After running a couple test PyGRB workflows, I am fairly confident we can make a new 2.8 release with the optimizations currently on master and finish the analyses with that. However, I am noting here what profiling is showing as dominant costs with the present code* for each test case, as I think there is still scope for further significant optimization.
- finalize_template_events, get_coinc_indexes, chisq values (flowchart)
- get_coinc_indexes (flowchart)
- N/A
- N/A
- N/A
- N/A
- finalize_template_events, chisq values, get_coinc_indexes (flowchart)
- finalize_template_events, chisq values (flowchart)
- Not exactly current master, but close enough… I should probably redo better tests once 2.8.4 is out.
@titodalcanton I'm slowly catching up from the Summer, but to quickly note to one of the things above:
PyCBC does support deterministic FFTs, but one has to use FFTW and do the lowest level planning. I'm not sure whether the PSD estimation is done before or after setting the ContextManager though in pycbc_multi_inspiral ...

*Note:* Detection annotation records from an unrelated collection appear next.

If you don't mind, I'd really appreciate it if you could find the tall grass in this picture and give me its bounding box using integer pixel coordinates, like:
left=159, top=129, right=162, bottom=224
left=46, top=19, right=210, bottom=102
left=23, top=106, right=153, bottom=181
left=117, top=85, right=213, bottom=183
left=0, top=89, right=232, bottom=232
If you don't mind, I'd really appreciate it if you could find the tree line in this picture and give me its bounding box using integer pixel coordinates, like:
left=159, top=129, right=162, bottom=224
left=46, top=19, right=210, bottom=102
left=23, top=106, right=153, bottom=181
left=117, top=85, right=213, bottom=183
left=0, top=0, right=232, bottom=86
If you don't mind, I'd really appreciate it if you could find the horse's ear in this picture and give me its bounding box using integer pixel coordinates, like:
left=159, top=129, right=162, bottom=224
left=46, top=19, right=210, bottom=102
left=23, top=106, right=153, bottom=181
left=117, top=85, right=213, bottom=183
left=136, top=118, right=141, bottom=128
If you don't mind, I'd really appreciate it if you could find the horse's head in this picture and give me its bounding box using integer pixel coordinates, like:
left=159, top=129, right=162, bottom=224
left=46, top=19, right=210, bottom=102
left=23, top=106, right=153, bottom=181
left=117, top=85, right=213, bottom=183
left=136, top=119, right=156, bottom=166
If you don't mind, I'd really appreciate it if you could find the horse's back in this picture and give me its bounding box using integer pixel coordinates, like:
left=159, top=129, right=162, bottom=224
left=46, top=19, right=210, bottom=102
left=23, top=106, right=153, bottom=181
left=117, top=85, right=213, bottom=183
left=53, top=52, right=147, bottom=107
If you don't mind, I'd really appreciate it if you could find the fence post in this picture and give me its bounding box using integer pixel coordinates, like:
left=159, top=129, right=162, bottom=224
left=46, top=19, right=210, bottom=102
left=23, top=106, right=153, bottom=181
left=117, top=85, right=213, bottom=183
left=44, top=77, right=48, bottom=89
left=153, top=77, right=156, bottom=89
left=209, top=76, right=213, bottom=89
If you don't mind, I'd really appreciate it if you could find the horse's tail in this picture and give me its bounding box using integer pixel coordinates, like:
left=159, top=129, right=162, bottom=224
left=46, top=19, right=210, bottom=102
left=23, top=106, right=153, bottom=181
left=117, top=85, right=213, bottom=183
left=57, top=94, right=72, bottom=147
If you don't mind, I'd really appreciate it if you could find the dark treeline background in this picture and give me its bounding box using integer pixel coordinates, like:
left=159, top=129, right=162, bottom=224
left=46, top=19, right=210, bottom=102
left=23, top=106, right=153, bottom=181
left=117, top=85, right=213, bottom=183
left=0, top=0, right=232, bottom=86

Looking at get_coinc_indexes (indices??) I think I can get a significant speedup by porting to Cython, but it would need some specialised functions (e.g. I have two detectors and I need to find 2-detector coincidences, or I have 3 detectors and need 2 detector coincidences ...). The old code could remain a fallback.
SOme questions though:
- Is the input list of indices always sorted, for each ifo? I expect it would be, and as I think the Cython algorithm would be O(N), then a O(NlogN) sort would be a problem!
- Would the list of indices be unique, for each detector? I don't think the logic makes sense unless it is ... But then I'm confused why the 1-detector case calls
np.uniquerather than just treating this function as the no-op I think it is.